Billionaire Silicon Valley developer John A. Sobrato is offering up an empty plot of land in South San Jose for 75 tiny home shelters for homeless people — and all it’s going to cost the city is $1 a year over the next half-decade.
Sobrato proposed leasing the 2-acre property, located at Via del Oro and San Ignacio Avenue near Highway 85, after learning about San Jose’s challenges in finding viable shelter sites as the city works to rapidly scale up its homeless housing stock.
In a statement, Sobrato’s son, John M. Sobrato, lauded the tiny homes as part of the family’s broader effort to combat homelessness in San Jose and throughout the Bay Area.
“My father’s offer on behalf of the Sobrato Family Foundation of a five-year no-cost lease of the property on Via del Oro for interim housing is an admirable effort to help one of San Jose’s most vulnerable populations.”
The foundation also has put $5 million toward a planned homeless housing facility now under construction at Branham Lane and Monterey Road in San Jose. Sobrato donated another $5 million to one of the Bay Area’s largest homeless shelters that opened this spring in Redwood City.
On Tuesday, the San Jose City Council unanimously agreed to lease the Via del Oro property. At the council meeting, Mayor Matt Mahan said he hopes more property owners will follow Sobrato’s example and consider leasing out vacant sites for shelters.
“It gets private property into the game, into the effort to end street homelessness,” Mahan said. “There is a lot of underutilized privately held property that up until this point has sat on the sidelines because there hasn’t been a good replicable model for getting those property owners engaged.”
The “quick-build” tiny home shelters, which are set to house around 150 people rent-free for at least a few months at a time, are expected to be completed by the middle of next year.
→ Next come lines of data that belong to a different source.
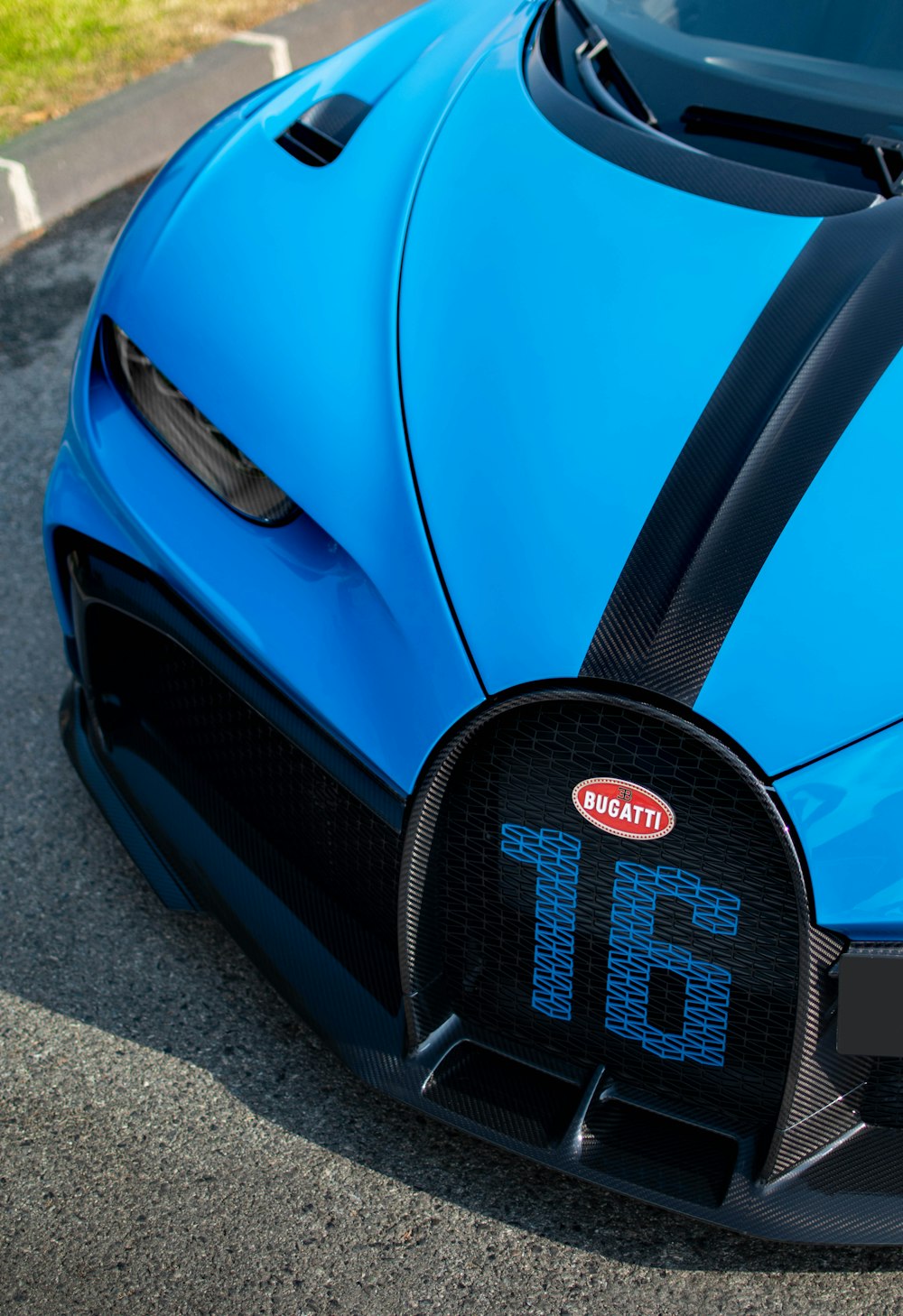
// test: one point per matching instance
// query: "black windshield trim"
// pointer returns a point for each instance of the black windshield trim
(658, 158)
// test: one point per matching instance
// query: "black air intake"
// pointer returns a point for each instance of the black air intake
(322, 132)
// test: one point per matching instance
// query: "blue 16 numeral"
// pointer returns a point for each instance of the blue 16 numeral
(633, 950)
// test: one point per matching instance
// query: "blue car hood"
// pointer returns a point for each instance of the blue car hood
(563, 322)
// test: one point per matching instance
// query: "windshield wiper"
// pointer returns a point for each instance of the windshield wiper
(879, 158)
(599, 71)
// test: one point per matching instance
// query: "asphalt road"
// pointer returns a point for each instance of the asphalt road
(172, 1137)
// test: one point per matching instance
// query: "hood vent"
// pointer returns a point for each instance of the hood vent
(322, 132)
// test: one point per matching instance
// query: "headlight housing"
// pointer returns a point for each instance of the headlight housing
(190, 436)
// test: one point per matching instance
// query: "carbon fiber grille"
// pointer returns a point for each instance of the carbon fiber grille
(321, 852)
(473, 937)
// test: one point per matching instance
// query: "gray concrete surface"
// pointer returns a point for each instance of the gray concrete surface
(112, 141)
(172, 1138)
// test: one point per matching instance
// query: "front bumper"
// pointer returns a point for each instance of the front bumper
(232, 801)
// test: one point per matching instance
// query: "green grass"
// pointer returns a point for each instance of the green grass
(57, 54)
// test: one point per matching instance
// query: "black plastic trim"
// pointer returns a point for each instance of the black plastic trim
(660, 158)
(101, 574)
(819, 348)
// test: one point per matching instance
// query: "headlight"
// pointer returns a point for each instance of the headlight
(190, 436)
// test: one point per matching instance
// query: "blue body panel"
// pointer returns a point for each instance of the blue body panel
(848, 810)
(563, 322)
(561, 332)
(814, 658)
(282, 328)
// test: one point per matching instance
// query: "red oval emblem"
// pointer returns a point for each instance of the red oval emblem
(623, 808)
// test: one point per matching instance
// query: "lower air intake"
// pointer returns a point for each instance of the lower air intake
(672, 962)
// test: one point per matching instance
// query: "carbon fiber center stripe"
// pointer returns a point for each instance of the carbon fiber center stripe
(816, 352)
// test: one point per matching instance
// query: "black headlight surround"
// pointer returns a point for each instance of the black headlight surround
(194, 440)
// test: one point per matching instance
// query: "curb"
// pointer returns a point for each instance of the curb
(61, 166)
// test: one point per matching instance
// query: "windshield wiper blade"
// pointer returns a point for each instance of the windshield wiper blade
(879, 158)
(599, 71)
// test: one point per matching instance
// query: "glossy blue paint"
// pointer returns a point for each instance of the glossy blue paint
(563, 324)
(848, 810)
(814, 658)
(253, 287)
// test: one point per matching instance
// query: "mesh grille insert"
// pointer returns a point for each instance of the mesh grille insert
(319, 849)
(473, 933)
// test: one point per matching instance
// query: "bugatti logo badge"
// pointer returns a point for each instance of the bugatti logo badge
(623, 808)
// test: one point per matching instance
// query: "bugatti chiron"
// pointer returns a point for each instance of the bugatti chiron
(475, 539)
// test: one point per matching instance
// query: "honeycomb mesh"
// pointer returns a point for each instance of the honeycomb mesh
(282, 813)
(474, 941)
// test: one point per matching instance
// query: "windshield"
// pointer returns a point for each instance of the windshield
(805, 87)
(857, 32)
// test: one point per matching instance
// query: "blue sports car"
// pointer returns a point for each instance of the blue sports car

Units will have private bathrooms, and residents will be able to move in with their partners and pets.
The San Francisco nonprofit Dignity Moves will manage the site, providing case management, mental health counseling and job training, with the ultimate goal of helping residents find permanent housing.
At the end of the five-year lease, the city aims to find a new location to move the tiny homes, a process that could cost the city another $6.5 million.
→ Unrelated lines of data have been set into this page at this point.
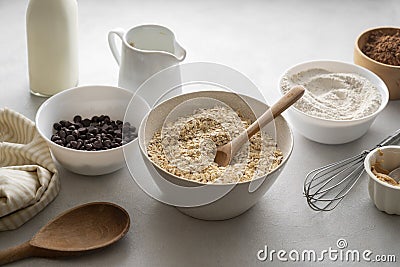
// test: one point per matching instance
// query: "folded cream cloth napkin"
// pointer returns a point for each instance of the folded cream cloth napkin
(28, 177)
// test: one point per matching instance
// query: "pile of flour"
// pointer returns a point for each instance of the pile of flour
(336, 96)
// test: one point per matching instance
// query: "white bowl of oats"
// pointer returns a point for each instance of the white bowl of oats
(177, 140)
(340, 103)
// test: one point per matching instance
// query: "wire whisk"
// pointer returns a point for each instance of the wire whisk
(325, 187)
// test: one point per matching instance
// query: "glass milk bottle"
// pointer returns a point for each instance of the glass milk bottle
(52, 39)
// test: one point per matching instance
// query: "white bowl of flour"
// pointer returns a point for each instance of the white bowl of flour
(340, 103)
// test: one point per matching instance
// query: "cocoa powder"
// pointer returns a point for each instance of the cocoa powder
(383, 47)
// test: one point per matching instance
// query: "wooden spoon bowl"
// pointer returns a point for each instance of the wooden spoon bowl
(84, 228)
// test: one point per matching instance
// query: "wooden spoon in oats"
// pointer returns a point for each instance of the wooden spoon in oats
(226, 152)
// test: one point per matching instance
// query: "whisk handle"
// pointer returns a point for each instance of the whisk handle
(394, 138)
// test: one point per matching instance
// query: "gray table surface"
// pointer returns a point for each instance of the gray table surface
(260, 39)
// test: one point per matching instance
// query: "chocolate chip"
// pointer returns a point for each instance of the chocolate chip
(62, 134)
(77, 118)
(70, 138)
(94, 134)
(86, 122)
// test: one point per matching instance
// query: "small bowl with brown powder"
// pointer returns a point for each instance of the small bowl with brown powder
(340, 103)
(383, 189)
(178, 139)
(378, 49)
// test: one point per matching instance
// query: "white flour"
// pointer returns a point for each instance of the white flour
(337, 96)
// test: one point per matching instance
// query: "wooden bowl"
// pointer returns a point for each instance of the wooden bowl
(390, 74)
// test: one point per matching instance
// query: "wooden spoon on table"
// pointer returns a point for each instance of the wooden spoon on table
(226, 152)
(83, 228)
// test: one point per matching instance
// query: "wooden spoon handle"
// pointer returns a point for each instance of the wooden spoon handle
(19, 252)
(275, 110)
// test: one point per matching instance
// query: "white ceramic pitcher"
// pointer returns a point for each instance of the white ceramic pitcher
(146, 50)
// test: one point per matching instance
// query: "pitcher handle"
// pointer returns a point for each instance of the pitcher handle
(111, 41)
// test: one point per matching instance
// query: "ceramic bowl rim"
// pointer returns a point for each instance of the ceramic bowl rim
(142, 144)
(68, 91)
(361, 53)
(367, 165)
(382, 89)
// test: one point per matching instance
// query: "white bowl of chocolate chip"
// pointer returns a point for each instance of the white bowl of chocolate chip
(84, 129)
(340, 103)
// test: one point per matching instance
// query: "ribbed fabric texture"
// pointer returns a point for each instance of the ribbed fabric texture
(28, 177)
Adding the tiny homes is crucial to realizing Mahan’s ambitious goal of moving 1,000 homeless people off the street and into newly created shelter space by early next summer. An estimated 4,500 people live outdoors across the city, according to the latest count. That’s an 11% drop from 2022, largely due to the hundreds of tiny homes and other “interim” housing sites with individual rooms the city has added in recent years.
But given the Bay Area’s severe affordable housing shortage, finding permanent housing for shelter residents remains a challenge.
Last year, about half of the roughly 900 people who stayed at San Jose’s interim housing units moved into permanent homes, a much higher rate than most group shelters lacking private rooms, though results varied widely across different interim sites, according to city reports. Some locations had a maximum stay of six months, while others allowed residents to stay a year or more.
City officials estimate building the new tiny homes at Via del Oro will cost about $11.3 million, or roughly $75,000 a bed. That’s a fraction of what developers in the Bay Area spend to build permanent affordable housing, which can cost as much as $1 million a unit.
Some critics of the effort to build more interim housing, however, worry San Jose doesn’t have the money to cover ongoing costs at the sites.
One city estimate found plans to add 1,000 interim units — bringing the city’s total to around 1,500 — would cost roughly $60 million a year by 2030. Meanwhile, some housing and homeless advocates argue city funds would be better spent on permanent supportive housing, which, unlike shelters, can collect rent and housing voucher revenue to offset expenses.
But Mahan thinks the price tag is worth it, especially when considering the impact of homelessness on first responders and emergency rooms, asserting each unsheltered homeless person costs the city about $65,000 a year.